Despite winning bipartisan praise for her speech responding to the President’s State of the Union address Tuesday night, South Carolina Governor Nikki Haley drew the ire of pundits and politicians on the conservative right when some interpreted her words as criticism of her own party.
“During anxious times, it can be tempting to follow the siren call of the angriest voices. We must resist that temptation,” Haley said in her response Tuesday night.
Haley also addressed immigration in her speech, saying it was necessary for the country to focus on "stopping illegal immigration. And it means welcoming properly vetted legal immigrants, regardless of their race or religion.”
She also referenced her own background, saying, "I am the proud daughter of Indian immigrants who reminded my brothers, my sister and me every day how blessed we were to live in this country.”

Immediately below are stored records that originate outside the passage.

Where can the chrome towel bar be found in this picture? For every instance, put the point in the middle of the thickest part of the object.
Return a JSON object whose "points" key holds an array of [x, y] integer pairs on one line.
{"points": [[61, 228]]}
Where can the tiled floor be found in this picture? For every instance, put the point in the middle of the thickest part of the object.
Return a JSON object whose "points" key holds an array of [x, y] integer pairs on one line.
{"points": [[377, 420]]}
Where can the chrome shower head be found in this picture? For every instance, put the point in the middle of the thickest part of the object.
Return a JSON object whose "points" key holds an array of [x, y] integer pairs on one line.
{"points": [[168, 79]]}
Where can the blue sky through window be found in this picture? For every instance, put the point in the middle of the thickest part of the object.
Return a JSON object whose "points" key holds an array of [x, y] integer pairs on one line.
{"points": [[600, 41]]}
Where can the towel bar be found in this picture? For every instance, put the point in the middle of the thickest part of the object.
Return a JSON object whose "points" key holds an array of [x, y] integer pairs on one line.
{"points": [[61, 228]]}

While Haley did not call out candidates or colleagues by name, she confirmed during a Wednesday appearance on the TODAY Show that Donald Trump was one of the “angriest voices” she referenced in her speech. “Mr. Trump has definitely contributed to what I think is just irresponsible talk,” she told Matt Lauer.

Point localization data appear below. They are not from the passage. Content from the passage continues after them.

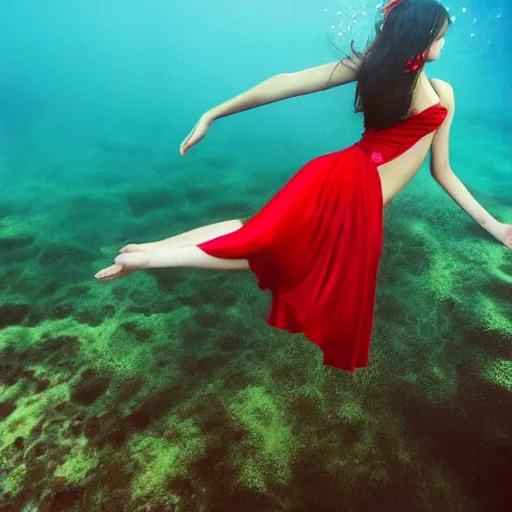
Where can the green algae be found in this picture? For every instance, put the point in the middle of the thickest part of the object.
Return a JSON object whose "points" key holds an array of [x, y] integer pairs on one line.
{"points": [[160, 459], [265, 456], [79, 463], [499, 371]]}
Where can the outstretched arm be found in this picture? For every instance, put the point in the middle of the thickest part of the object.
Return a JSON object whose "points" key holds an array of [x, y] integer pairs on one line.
{"points": [[289, 85], [442, 172], [276, 88]]}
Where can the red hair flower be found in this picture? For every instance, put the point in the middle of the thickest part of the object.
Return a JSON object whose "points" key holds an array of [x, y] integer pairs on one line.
{"points": [[416, 63]]}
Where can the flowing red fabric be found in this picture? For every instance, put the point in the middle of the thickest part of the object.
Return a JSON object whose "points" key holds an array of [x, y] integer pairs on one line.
{"points": [[316, 245]]}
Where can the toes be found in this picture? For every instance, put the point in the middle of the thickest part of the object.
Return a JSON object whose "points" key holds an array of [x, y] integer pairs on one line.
{"points": [[129, 248], [109, 272]]}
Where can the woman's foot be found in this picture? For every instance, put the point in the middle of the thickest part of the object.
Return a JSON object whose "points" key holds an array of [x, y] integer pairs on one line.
{"points": [[124, 264]]}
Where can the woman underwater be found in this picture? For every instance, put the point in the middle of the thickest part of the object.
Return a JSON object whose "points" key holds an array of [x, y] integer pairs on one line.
{"points": [[316, 245]]}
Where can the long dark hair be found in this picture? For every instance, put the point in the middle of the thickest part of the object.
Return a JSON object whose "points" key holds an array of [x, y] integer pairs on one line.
{"points": [[384, 88]]}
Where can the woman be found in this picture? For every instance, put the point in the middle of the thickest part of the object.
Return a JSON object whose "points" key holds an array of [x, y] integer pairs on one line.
{"points": [[317, 244]]}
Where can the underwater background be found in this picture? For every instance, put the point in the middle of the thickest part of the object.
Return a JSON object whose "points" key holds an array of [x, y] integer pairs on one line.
{"points": [[166, 390]]}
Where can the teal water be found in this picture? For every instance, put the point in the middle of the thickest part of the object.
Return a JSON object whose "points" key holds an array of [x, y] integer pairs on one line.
{"points": [[166, 390]]}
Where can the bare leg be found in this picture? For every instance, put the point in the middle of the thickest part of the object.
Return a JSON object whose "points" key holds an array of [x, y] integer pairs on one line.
{"points": [[174, 256], [192, 237]]}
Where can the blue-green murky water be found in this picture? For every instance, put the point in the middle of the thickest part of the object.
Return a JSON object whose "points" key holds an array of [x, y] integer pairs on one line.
{"points": [[166, 390]]}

The division in Republican reactions to Haley’s speech highlighted the increasing divide within the party. Republican presidential candidate Donald Trump called Haley "weak on illegal immigration" on Wednesday, and conservative pundit Ann Poulter tweeted, “Trump should deport Nikki Haley." Others, including Republican presidential candidate Jeb Bush and conservative pundit Matt Lewis, tweeted their support:
An email to the Republican National Committee seeking comment on the backlash within the party has not yet been returned.
Haley is the second Indian-American politician to deliver the Republican response to the State of the Union. She follows Bobby Jindal, then-governor of Louisiana, who was widely panned for his response speech in 2009.
Haley found herself in the national spotlight last summer when a gunman killed nine people at Mother Emanuel, a church in Charleston. Following the shooting, Haley called for the removal of the Confederate flag from state capitol grounds, marking a shift from previous remarks. During a 2014 debate, Haley also noted, regarding the flag's impact on South Carolina's image, “Perception matters, but we really kind of fixed all that when you elected the first Indian American, female governor.”
These comments generated criticism from those in the Asian-American community — particularly South Asian Americans, who viewed her comments as evading the problems of racial inequity.
In a June 2015 blog post, South Asian-American activist and writer Deepa Iyer wrote, “Our ethnicity should not be trotted out to justify racist symbols or actions.”
She called upon Indian and South Asian Americans to send a message to Haley to take down the Confederate flag, saying, “Just because Indian Americans are elected to political office, just because the halls of political power look more diverse, does not mean that racial injustice simply disappears.”